Certains pays de ce continent ont l’impression que malgré les efforts consentis en terme d’ouverture économique, ils continuent à subir les effets pervers du système capitaliste et leurs populations endossant in fine les coûts d’ajustement (déstructuration des systèmes productifs, chômage, baisse des revenus, non accès aux marchés étrangers pour protectionnisme…). Face à cette situation, nul ne saurait objectivement dédouaner les politiques Africains en terme de responsabilité par un manque de vision cohérente dans le temps, une gestion minable des Etats par un désintérêt total pour la chose publique et de la promotion humaine et sociale de l’ensemble des populations. Mais à bien connaître les mécanismes de décision et de fonctionnement de la politique internationale où in fine les rapports de force commandent, on comprend aisément qu’il est important de tenir compte de cette dimension dans l’analyse de la situation des pays « pauvres ». Certes le développement doit émaner d’une volonté forte à l’intérieur d’un Etat, mais le contexte international en est un déterminant important, il peut être soit un catalyseur ou un frein en fonction de la conjoncture car nous sommes dans un monde de plus en plus interdépendant. Une crise externe peut affecter l’ensemble des économies en un temps record et celles des Pays en Développement davantage qui, le plus souvent sont dépourvus de moyens efficaces pour amortir les chocs externes, il n’ y a qu’à voir la question du pétrole cher et ses répercussions sur les pays d’Afrique Subsaharienne non producteurs.

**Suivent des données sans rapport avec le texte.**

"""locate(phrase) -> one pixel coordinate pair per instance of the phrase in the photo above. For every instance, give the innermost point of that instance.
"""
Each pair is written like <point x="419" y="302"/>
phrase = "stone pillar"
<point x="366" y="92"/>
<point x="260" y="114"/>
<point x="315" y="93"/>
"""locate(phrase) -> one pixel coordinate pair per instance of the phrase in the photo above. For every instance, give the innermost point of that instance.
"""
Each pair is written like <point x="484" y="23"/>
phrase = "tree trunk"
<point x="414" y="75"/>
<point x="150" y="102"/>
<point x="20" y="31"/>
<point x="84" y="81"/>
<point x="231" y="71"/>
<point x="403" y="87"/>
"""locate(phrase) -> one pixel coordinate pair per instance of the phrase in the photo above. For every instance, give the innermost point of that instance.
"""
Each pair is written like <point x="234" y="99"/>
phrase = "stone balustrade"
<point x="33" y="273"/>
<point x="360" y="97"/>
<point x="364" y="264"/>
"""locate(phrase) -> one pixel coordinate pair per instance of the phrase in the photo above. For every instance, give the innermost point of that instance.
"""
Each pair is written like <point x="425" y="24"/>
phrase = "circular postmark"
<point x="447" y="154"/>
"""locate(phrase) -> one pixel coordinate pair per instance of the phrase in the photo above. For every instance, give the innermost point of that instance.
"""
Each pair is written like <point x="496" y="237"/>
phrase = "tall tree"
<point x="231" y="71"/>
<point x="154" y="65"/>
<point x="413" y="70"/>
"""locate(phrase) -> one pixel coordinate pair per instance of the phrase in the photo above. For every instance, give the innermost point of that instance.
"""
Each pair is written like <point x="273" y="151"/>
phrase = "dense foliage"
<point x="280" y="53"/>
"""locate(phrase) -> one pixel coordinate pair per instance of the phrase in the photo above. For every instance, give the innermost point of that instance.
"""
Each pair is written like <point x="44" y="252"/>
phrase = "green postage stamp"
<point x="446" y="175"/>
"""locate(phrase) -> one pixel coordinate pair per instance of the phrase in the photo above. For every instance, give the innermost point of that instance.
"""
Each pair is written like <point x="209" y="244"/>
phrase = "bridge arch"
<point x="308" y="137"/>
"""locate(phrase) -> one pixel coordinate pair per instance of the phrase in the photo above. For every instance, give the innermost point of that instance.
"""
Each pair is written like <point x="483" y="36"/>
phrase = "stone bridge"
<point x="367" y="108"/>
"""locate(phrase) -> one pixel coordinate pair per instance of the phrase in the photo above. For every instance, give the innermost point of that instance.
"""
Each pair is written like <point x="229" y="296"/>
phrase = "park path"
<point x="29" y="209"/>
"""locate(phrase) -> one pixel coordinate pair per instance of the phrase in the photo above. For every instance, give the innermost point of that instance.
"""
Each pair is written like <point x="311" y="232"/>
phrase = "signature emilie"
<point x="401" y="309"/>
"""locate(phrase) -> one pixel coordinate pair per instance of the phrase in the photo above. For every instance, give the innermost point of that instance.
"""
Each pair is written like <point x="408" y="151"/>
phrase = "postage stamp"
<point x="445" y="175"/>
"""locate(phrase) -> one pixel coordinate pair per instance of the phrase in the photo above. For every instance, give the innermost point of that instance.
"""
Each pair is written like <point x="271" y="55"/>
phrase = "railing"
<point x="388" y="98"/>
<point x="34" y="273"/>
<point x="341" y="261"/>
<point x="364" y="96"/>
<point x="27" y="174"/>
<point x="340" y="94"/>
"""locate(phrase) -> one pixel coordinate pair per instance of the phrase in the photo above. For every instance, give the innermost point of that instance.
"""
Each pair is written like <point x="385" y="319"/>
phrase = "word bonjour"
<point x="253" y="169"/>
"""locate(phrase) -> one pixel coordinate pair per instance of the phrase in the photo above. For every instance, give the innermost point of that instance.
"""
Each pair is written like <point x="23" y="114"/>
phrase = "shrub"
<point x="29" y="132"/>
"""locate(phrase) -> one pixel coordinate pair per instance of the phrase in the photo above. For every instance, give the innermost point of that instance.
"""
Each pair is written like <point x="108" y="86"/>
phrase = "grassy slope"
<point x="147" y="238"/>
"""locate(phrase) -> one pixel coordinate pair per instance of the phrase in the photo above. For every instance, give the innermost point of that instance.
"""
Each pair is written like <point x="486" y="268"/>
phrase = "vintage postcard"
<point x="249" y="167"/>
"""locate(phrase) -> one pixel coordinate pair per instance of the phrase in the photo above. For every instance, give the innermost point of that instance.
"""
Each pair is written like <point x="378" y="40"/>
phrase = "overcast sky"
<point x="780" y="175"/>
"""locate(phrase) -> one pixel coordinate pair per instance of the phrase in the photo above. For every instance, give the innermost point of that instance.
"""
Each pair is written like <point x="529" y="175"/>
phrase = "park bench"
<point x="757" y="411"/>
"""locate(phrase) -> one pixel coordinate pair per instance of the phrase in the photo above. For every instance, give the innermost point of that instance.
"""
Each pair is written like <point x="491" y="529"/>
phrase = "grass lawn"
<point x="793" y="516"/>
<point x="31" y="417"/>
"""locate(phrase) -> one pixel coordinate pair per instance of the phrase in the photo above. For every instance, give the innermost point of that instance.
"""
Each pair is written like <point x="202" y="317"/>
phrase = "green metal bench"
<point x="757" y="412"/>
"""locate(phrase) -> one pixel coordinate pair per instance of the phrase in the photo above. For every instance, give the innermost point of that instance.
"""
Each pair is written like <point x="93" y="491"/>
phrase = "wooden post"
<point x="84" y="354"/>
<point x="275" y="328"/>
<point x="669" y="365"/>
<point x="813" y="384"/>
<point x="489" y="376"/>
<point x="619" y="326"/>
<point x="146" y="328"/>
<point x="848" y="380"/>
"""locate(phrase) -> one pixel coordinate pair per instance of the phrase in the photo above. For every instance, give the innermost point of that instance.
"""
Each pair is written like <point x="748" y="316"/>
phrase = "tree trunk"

Et voilà combien de fois il appartiendra aux Africains ; politiques, intelligentsia, société civile… bref à l’ensemble des forces vives de faire de la future relation Euro- Afrique ainsi que les autres des partenariats fructueux au bénéfice des populations de ce contient. Il est temps encore de faire preuve de responsabilité et de bon sens notamment dans la gestion politico-économique de nos Etats qui sera un gage certain de notre engagement vers une nouvelle ère et ce, en faisant de la répartition des richesses une réalité, chose si souvent oubliée dans nos Etats et pourtant essentielle dans la lutte contre la pauvreté. Aujourd’hui le continent Africain est une fois de plus à la croisée des chemins, il y a lieu de faire preuve de plus d’imagination, de croire en nos capacités intellectuelles et humaines et d’agir ensemble pour relever les défis qui nous interpellent. Ce contient si choyé de nos jours en terme de relations diplomatiques aura des choix à faire, les partenaires seront nombreux et les arbitrages difficiles tant les enjeux sont importants pour son devenir propre ainsi que pour ses différents interlocuteurs. Voila, où résident toute la complexité de ces questions mais aussi toute la responsabilité morale des décideurs politiques qui, in fine sont chargés de mener à « bien » les destinées des communautés. Rappelons pour terminer que l’Afrique ne se relèvera de ce « sommeil » avant tout que par les efforts et les actions conjuguées de tous ses enfants et vers ce chemin toutes les compétences seront à mobiliser tant elles nous seront indispensables dans notre quête de bonheur collectif dans un monde global.

Commentaires

Posts les plus consultés de ce blog

Conakry, Capitale Mondiale du livre en 2017 : la mobilisation ne fait que commencer

L’électricité, un bien toujours rare en Guinée

POURQUOI CONTINUER A APPROFONDIR LA DECENTRALISATION EN GUINEE ?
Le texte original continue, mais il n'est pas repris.